Palermo: tutela ambientale, trovato l’accordo per la Conca d’Oro

municio palermoLa Giunta Comunale ha approvato lo schema di “Protocollo di Intesa tra Comune di Palermo e l’Assessorato Regionale delle Risorse Agricole e Alimentari”, avente per oggetto il “Piano Strategico Comunale per lo Sviluppo dell’Agricoltura Periurbana della Conca d’Oro”. Si tratta di un’iniziativa pilota finalizzata alla tutela e alla valorizzazione delle attività agricole condotte in prossimità dell’area metropolitana della Città di Palermo, influenzate dalla pressione dello sviluppo dell’area urbana.
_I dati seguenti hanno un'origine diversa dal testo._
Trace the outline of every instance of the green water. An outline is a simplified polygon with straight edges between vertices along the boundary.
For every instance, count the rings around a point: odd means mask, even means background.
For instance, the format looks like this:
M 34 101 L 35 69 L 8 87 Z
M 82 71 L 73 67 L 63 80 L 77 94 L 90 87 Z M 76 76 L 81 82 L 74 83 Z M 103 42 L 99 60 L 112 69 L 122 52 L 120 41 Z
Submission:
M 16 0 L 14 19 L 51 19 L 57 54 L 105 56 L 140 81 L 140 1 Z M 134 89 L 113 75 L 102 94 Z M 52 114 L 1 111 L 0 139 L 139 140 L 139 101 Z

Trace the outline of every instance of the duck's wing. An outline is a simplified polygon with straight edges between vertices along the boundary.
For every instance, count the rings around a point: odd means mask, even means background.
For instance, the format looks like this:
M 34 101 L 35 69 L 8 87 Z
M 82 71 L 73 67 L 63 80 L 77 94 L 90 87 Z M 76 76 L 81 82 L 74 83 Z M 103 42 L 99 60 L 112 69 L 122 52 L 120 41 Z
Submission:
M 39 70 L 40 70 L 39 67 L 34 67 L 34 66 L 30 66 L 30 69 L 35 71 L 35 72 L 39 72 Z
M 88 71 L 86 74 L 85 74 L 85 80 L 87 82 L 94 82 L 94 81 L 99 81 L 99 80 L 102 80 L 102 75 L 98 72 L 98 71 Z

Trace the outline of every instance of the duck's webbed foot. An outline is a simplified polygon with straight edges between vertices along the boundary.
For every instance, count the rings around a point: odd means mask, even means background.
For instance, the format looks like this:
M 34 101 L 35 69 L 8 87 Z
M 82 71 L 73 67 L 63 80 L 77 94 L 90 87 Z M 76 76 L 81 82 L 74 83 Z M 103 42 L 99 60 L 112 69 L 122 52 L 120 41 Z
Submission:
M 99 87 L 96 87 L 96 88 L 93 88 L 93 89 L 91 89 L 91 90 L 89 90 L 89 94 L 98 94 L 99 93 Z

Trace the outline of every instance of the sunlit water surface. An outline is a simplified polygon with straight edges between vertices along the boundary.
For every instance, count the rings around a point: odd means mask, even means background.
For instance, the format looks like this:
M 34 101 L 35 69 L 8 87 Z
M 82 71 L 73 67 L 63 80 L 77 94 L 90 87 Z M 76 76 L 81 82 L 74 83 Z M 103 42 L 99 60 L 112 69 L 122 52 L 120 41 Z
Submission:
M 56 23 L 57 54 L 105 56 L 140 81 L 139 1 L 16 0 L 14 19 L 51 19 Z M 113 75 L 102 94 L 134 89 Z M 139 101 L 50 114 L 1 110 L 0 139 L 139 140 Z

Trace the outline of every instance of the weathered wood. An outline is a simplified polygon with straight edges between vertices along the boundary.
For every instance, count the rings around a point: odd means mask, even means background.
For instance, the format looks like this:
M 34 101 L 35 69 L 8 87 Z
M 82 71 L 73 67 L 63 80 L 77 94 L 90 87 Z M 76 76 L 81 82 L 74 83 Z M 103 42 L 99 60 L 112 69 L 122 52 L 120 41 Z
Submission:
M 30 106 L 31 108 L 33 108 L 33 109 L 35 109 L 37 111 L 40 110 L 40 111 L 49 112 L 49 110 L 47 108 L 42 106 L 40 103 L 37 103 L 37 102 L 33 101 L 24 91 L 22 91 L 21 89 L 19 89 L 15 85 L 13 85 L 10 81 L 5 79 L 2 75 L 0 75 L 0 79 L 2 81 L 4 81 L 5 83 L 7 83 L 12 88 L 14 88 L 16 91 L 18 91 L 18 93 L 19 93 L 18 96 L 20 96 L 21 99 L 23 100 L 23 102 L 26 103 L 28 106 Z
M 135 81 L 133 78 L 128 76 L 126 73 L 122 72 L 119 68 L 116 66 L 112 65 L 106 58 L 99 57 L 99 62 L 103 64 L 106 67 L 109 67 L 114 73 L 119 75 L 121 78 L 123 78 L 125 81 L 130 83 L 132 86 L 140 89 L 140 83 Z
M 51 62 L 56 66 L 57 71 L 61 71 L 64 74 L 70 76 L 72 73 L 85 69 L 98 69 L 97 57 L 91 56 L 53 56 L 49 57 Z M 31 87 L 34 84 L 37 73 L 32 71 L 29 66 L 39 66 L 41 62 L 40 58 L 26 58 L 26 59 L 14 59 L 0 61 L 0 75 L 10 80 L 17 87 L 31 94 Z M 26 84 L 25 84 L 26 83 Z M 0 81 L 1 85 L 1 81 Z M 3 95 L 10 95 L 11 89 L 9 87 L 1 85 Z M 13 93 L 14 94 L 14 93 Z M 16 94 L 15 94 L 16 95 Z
In questo modo, verrà favorita la nascita di un sistema agricolo locale di qualità, centrato sul raccordo tra produzione e consumo e sull’avvio di nuove metodiche commerciali: le cosiddette “filiere corte”.

Il partenariato Conca d’Oro – spiega l’assessore al Verde, Giuseppe Barbera – nasce come organismo partecipativo in cui diversi soggetti pubblici e privati concorrono nella definizione di una strategia e di un piano di azione condivisi che, una volta attuati, consentiranno di ripristinare i legami esistenti tra i sistemi agricolo-ambientale-paesaggistico-urbanistico-sociale dell’area”.

Verranno sperimentati – prosegue l’assessore – approcci metodologici pragmatici, efficaci e duraturi, orientati a generare localmente sviluppo economico e occupazionale, oltre che benefici economici sia per i produttori che per i consumatori, generati dall’accorciamento delle filiere agroalimentari”.

Cercheremo di utilizzare quel 20% di territorio libero dall’urbanizzazione nel territorio destinandolo all’attività agricola per migliorare Palermo portandola al livello delle più importanti città internazionali – ha detto l’Assessore Barbera -. Soltanto attraverso una intelligente politica in materia, pensando anche affidando i terreni ai privati, si potrà portare avanti l’idea di coltivare cibo sano a tutela della nostra salute”.

È un provvedimento strategico – afferma il sindaco Orlando – che mira a coniugare la tutela del nostro patrimonio ambientale con i benefici sul piano economico ed occupazionale, sia per i produttori sia per i consumatori. A partire da questo promuoveremo forme di economia leggera e solidale (Born in Sicily, Chilometro Zero, Miglio Zero, convenzioni per fornitura a domicilio di derrate alimentari prodotte localmente, valorizzazione e riuso del patrimonio storico-architettonico locale, gruppi di acquisto, ecc)“.